Issue 120101 1st / 2nd Quarter 2012
Design for Desires
If you are intent on bringing a new product to the market, there are many reasons you should desire to use an Industrial Designer. From execution of your Design to Prototypes, Industrial Design is about mass production and most importantly Design for the end users that creates desire for your product and new sales. Designers call it, shelf appeal. Marketers call it emotional branding. Electing to work with an Industrial Design firm is mainly about managing design and branding from the top down. Making sure the core branding theme of a company is always reinforced in it’s emotional appeal to the product design and image. Industrial Design is branding which is targeted marketing and about getting to the core “feel good” reasons people buy or desire your product.
If you want attractive styling or an innovative appearance, an Industrial Designer should be at the top of your list. The role of the Industrial Designer is typically to help develop styling and artistic form combined with human factors and design for mass manufacturing production. The goal of working with an Industrial Designer is to develop the ideal expression of simplicity and form with expectations of functional performance and of course, sales success. This is usually where the investment pays off. To achieve a balance of attractive styling and functional elegance and performance and low manufactured unit cost.

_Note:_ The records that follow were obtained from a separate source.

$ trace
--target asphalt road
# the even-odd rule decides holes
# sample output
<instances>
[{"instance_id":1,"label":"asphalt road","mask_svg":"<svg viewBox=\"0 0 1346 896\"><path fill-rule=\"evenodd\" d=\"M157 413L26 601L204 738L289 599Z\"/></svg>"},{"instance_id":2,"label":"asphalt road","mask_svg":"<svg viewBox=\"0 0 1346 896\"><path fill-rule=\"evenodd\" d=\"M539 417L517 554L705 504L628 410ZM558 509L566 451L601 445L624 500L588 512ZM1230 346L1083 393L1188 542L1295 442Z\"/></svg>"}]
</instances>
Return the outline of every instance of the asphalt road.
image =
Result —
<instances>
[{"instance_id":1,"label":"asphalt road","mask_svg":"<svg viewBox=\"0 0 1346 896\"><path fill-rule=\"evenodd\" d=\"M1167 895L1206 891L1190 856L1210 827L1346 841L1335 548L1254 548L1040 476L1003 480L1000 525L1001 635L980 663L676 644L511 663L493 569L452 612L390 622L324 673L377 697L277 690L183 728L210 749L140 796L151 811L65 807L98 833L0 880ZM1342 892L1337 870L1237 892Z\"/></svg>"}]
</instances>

Industrial Designers are always thinking, not just about the next new idea but often about how to get to the core desires of the users and a product application. We are looking at what could be designed and what should be designed, knowing that people crave new and fresh but are, naturally resistant to change. Industrial Designers generally perform services on behalf of a client but are they are really in service to the buyers, and ultimate customers or users of the product. The expectation is to craft an eye appealing shelf grabber.
Industrial Design is about communicating a vision and purpose, typically referred to as semantics and aesthetes. We are referring to semantics or the whole three dimensional form combined with color and graphics which communicates purpose and how to use it. A handle communicates where to pick it up. Aesthetics is relating to overall form, geometry, materials and color that impact visual appeal or so called artist beauty. In a successful product design, form follows function through semantics and aesthetics that will engage and promote proper use and grab the attention of the user. It will respect history and build upon its parts to make a better product. In Gestalt theory, it called “the whole is greater than the sum of its parts.” As conceptual-thinkers, we are expected to connect with the customer’s core desires and target audiences in new and innovative ways.
Industrial Designers understand the human factors and the importance of the user-product interface, directed to a target audience and what attract them to new design. Striving to understand the base motivational psychology of the end users including the broader social and personal influences to make drives their decision making. Remember, “God is in the details.” Most notably attributed to German-born architect Ludwig Mies van der Rohe (1886-1969). An eye for quality and the mastery of the details is evident in some Product Design today. The Apple product line is a prime example of design for desire for simplicity of form, intuitive function and user interface insight.
In the 1930s, Viennese psychologist Ernest Dichter used ground breaking, in depth focus group and interviewing techniques, which uncovered that buyers decisions are driven by emotions and subconscious whims and fears, and often have little to do with the product itself. Dichter proposed the core of branding strategies today, understanding “product image”, that products are sometimes not bought merely for their useful purpose, but for the conscious or unconscious values it seems to embody. And the products we buy are extensions of our own personalities, which mirror or reflects our own image. People seek out products that correspond with and individual or the group they want to associate with. Wanting your product to be connected or endorsed by a pop media star or sports figure are prime examples. Dichter had insights that every object has a special meaning—one that often relates to sex, insecurity or a desire for prestige. Dichter’s contribution: figure out the core personality of a product, and you will understand how to market and brand it.
The goal is to connect to both buyer motivation and logic into a useful form that motivates a customer to want to become associated or part of it. Remember you are designing, building and branding a company, not just a product. Industrial Designers keep the world fresh with meaningful, new products that challenge the existing perceptions with business strategy. Inventors are driven but if you work with a qualified and experienced Industrial Designer, who understands to Design for Desires, your chances of maintaining a vision, creating a user friendly product and getting the details right are greatly increased. And for many, the investment is well worth it.